Ce constat d'une réflexion se focalisant sur les problèmes de la démocratie contemporaine permet d'éviter l'erreur fréquente selon laquelle le silence des intellectuels traduit un repli frileux sur l'enceinte universitaire. Pour Jean-Claude Milner, par exemple, dont l'Archéologie d'un échec (Seuil) a connu un large retentissement, l'intellectuel doit s'interdire d'intervenir dans le débat public et de sacrifier son travail au règne de l'opinion. Si le savant renonce à protéger l'espace de son propre travail, il est selon cet auteur vite condamné à devenir un histrion médiatique ou bien à se satisfaire d'un statut d'expert, au risque de devenir la caution « intellectuelle » du pouvoir politique.

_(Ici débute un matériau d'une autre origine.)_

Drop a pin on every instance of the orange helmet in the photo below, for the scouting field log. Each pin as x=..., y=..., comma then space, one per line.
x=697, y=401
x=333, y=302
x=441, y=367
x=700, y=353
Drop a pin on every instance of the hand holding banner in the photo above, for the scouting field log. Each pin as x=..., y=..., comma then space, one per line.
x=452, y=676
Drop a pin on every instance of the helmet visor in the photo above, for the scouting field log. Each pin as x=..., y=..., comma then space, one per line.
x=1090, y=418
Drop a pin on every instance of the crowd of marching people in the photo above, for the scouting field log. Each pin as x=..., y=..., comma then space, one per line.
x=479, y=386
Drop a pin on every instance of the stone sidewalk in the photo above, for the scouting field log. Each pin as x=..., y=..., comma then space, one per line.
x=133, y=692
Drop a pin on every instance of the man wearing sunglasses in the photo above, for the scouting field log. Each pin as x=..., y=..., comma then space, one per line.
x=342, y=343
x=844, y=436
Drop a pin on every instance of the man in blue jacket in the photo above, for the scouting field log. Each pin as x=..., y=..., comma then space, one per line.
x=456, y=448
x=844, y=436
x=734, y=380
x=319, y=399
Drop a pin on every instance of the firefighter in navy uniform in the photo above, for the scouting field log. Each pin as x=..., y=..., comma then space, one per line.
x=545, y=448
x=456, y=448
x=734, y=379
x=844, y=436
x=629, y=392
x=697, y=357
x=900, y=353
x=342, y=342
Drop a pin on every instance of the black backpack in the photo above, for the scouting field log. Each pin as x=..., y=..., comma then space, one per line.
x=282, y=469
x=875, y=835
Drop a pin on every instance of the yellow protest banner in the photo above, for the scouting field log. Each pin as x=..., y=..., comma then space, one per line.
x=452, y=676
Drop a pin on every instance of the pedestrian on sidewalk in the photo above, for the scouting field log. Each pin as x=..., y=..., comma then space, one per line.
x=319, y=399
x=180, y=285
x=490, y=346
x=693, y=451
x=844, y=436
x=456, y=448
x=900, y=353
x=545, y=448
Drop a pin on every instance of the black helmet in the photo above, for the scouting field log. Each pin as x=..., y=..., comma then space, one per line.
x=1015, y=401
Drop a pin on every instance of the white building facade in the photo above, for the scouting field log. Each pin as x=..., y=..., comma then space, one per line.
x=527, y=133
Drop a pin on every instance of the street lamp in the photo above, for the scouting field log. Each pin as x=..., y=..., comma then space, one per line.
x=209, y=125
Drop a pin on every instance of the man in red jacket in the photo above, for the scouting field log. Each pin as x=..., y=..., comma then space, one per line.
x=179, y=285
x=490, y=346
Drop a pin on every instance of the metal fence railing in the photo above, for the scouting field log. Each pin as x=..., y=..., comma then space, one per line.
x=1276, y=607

Mais l'éloge du savant violemment formulé par Jean-Claude Milner souffre d'une analyse par trop caricaturale (La dérive médiatique et l'illusion de l'expertise sont-elles automatiques ? N'y a-t-il que de mauvais experts, et le cri médiatique n'est-il qu'un signe d'irresponsabilité supplémentaire ?) et d'une absence de réponse à la question concernant les conditions du débat démocratique (Milner l'insinue lui-même à propos de l'affaire du sida où le savant ne s'est pas toujours démarqué des experts). Si la double critique de l'intellectuel médiatique – celui dont la figure est visible sur le petit écran – et de l'intellectuel-expert est légitime, elle ne doit pas faire l'impasse sur toute une part de la production intellectuelle contemporaine portant sur les métamorphoses de nos démocraties individualistes (conditions de la justice sociale, métamorphoses de l'État-providence, mutation de la société salariale à un moment où la valeur-travail est remise en cause).
Qui sont les intellectuels ?
S'il y a un retour des intellectuels, ce n'est pourtant pas sur le terrain du contenu et de la production éditoriale qu'il faut le placer, tant la vie intellectuelle est aujourd'hui liée à l'exhibition médiatique. Mais le message, très contemporain, de ceux-ci est indissociable de la décomposition de la scène politique nationale et internationale : l'intellectuel qui se fait entendre aujourd'hui est celui qui dénonce avec force l'impuissance de l'action politique. En ce sens, l'intellectuel intervient par défaut : il se manifeste là où la parole politique est défaillante ou a perdu toute crédibilité. Les médias prisent d'autant plus les intellectuels et contribuent d'autant plus à leur médiatisation qu'ils viennent dénoncer l'incurie politique.